Local companies riding financial market storm
Published 9:13 pm Saturday, August 16, 2008
NATCHEZ — High oil prices and the sub-prime mortgage crisis have not been problematic for two publicly traded Natchez companie.s
Callon Petroleum’s stock, which is traded on the New York Stock Exchange, climbed from $11.76 this time last year to a recent high of $28.93 (CPE). It closed Friday at $20.10 per share. Britton & Koontz Bank, which is traded on the NASDAQ, has stayed fairly level in recent months.
“Whatever the commodities prices are doing is what the stock prices will do,” said Bob Weatherly, executive vice president and chief financial officer for Callon. “It ran up with the commodities market.”
Like many energy companies, Callon has also seen a big increase in income, which has gone up 50 percent since the second quarter of 2007, Weatherly said.
However, because income is based on the prices of the commodities, the true measure of an energy company is production, Weatherly said.
“In the oil and gas business they measure you how much oil and gas you’re producing,” he said.
For the second quarter of 2008 Callon produced 286,000 barrels of oil, up from 263,000 in 2007.
They also produced 37.2 million cubic feet of natural gas equivalent per day. The natural gas production declined sharply from 2007 as Callon shifted its focus to its Entrada project.
The company is currently working to exploit the Entrada field, located off the coast of Louisiana.
“We anticipate (production) will go way up with the completion of Entrada,” Weatherly said.
The water above the deposit is 4,600 feet deep, and the wells will have a vertical depth of 13,000 to 21,000 feet, which makes it difficult to get to the oil, he said.
“We just want to get it out of the ground,” he said.
The Entrada field has a proven reserve of 32 million barrels equivalent, but could hold much more, Weatherly said.
“You don’t know until the oil comes ashore, but it has the potential to be a big increase,” he said.
The success of oil companies in the region has also been a boost to B&K Bank, said Page Ogden, president and chief executive officer for B&K Bank.
“We’re all benefiting somewhat from the price of oil, the renewed activity in the oil and gas sector,” he said.
Because B&K is a smaller company, it has been immune to much of the turbulence in the national banking industry and has kept its earnings relatively even.
“Our core earnings are relatively flat,” Odgen said. “That’s a great thing in the banking world to be able to maintain your earnings.”
One reason for this is B&K’s small size.
“This area is somewhat insulated from some of the economic issues that are occurring in pockets throughout the country,” Odgen said. “We’re not down nearly as much as some of the larger banks in the country.”
The bank has also seen asset growth of approximately $23.4 million.
“A good part of that growth was in our investment portfolio,” he said. “Part of our ability to do that was based on our strong capital growth.
B&K’s stock closed Friday at $13.83 per share and has remained fairly steady over the past year. The 52-week high was $18 and the low was $11.05.

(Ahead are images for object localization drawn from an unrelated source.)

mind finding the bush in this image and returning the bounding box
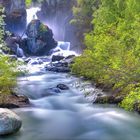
[120,86,140,111]
[72,0,140,111]
[0,7,19,102]
[0,55,18,94]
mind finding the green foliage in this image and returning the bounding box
[0,55,18,95]
[72,0,140,111]
[39,24,48,32]
[120,86,140,111]
[0,8,7,50]
[0,8,19,98]
[25,0,32,7]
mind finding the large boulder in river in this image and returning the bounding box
[37,0,80,51]
[0,0,26,34]
[0,108,22,135]
[21,19,57,56]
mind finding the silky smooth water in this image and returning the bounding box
[1,66,140,140]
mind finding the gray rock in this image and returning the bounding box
[94,95,124,104]
[22,19,57,56]
[53,61,68,67]
[0,109,22,135]
[5,36,24,57]
[46,66,71,73]
[65,55,75,60]
[52,55,65,62]
[57,84,69,90]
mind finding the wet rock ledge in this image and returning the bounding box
[0,94,30,109]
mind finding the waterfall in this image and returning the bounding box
[57,41,70,50]
[51,41,78,57]
[26,7,41,25]
[16,45,25,57]
[25,7,78,57]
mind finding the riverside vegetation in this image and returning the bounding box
[71,0,140,112]
[0,8,19,103]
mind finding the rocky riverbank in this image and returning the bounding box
[0,94,30,109]
[69,56,140,114]
[44,55,124,106]
[93,87,140,113]
[0,53,74,110]
[0,92,27,136]
[44,54,125,106]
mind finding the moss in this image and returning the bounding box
[25,0,32,7]
[39,24,48,32]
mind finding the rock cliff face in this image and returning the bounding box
[0,0,26,34]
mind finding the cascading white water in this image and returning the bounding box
[25,7,79,57]
[16,46,25,57]
[26,7,41,25]
[51,41,78,57]
[57,41,71,50]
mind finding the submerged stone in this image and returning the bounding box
[57,84,69,90]
[41,88,61,97]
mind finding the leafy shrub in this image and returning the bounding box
[0,8,19,102]
[0,55,18,95]
[25,0,32,7]
[72,0,140,111]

“The majority of our shareholders are long time holders and the stocks are not being actively traded out there,” he said.

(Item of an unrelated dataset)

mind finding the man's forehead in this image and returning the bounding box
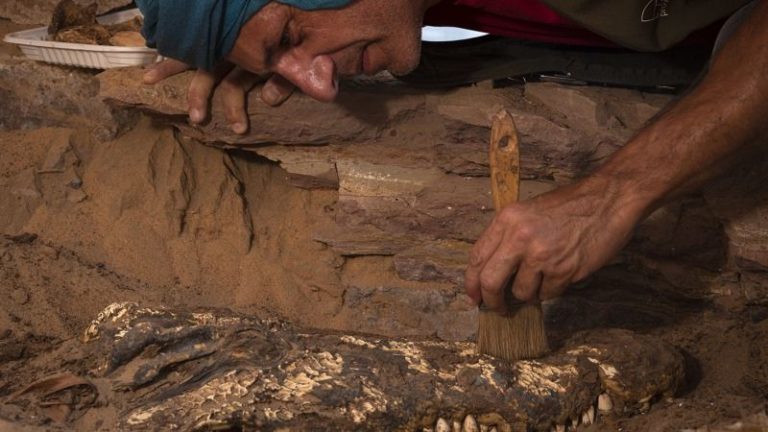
[136,0,352,71]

One of the keys to coming out unscathed from the mortgage crash is small banks’ focus on commercial real estate, Odgden said.
From 2002 to 2007, B&K’s commercial loans jumped from $60 million to $112 million, up to 50 percent of their total loans.
“We’ve been a major player in the mortgage business but we’ve done less in recent years than in the 1990s because the mortgage brokerage industry was doing most of those originations,” he said.
However B&K is looking to get back into the residential loan game.
“The long term players in this will be the banks, not necessarily the parties that were players before,” he said.